Finistère : 6 mois ferme après avoir appelé son ex-compagne plus de 250 fois par jour

Jeudi, le tribunal de Quimper, dans le Finistère, a condamné un homme de 37 ans à six mois de prison ferme pour harcèlement téléphonique sur son ex-compagne. En 38 jours, le prévenu avait ainsi appelé cette femme plus de 250 fois par jour.

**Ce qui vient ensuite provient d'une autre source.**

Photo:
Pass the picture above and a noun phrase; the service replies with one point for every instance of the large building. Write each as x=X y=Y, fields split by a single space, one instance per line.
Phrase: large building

Vue sereine de plage en Finistère avec sable tendre et vagues légères, entourée de nature verdoyante.
Image d'illustration. Plage tranquille à finistère — ADN

La vie de ces deux personnes a basculé en décembre 2016, quand une habitante de Mellac, dans le Finistère, a mis fin à une relation amoureuse de deux ans. Celui qui était son compagnon jusqu’ici n’a vraisemblablement pas supporté cette séparation imposée. Ouest-France rapporte ainsi qu’en juin et juillet 2017, cet homme aujourd’hui âgé de 37 ans s’est livré à un véritable harcèlement téléphonique.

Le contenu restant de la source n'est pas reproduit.